For them, we must do our duty to enhance freedom and opportunity at home, to strengthen the bonds of our own Union as we grow more diverse, to advance the causes of democracy and human rights, prosperity, and peace, around the world. We must strengthen our own freedom by maintaining America's role in leading the world. That is the central lesson of the 20th century: We abdicate responsibility at our peril. To do so now would be to renounce the sacrifice of 10 generations of Americans.
Yet often today, we hear voices urging us to abandon our obligations to the multinational organizations we did so much to create or to the causes of peace we are winning in cooperation with our allies, as in Bosnia. Too often we hear calls for actions in our foreign policy which would isolate us from our allies without achieving our objectives.
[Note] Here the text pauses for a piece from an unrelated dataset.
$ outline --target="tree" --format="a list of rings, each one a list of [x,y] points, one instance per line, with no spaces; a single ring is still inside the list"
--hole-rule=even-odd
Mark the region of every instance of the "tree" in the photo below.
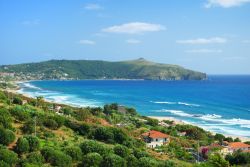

As the world grows smaller and smaller for the children here and we become more and more interconnected with our neighbors in every way, we must strengthen the ties that bind free people, work with those who share our values and really want to share our burden. Of course, we must always be prepared to act alone when our values and our interests demand it. But whenever we can, we ought to work with our friends to make a better world together.
We can make the 21st century a century of peace. We can write a new chapter of unprecedented possibility and prosperity in our Nation's history. In so doing, we can extend the glory of the patriots who lie here, missing from our lives but eternally present in our memories. My fellow Americans, on this Memorial Day, let us commit ourselves to a future worthy of their sacrifice.
Thank you, and God bless America.
NOTE: The President spoke at 11:30 a.m. in the Amphitheater at Arlington National Cemetery. In his remarks, he referred to John C. Metzler, Jr., superintendent, Arlington National Cemetery; and Capt. George D. Cooper, USN, chaplain, Naval District Washington.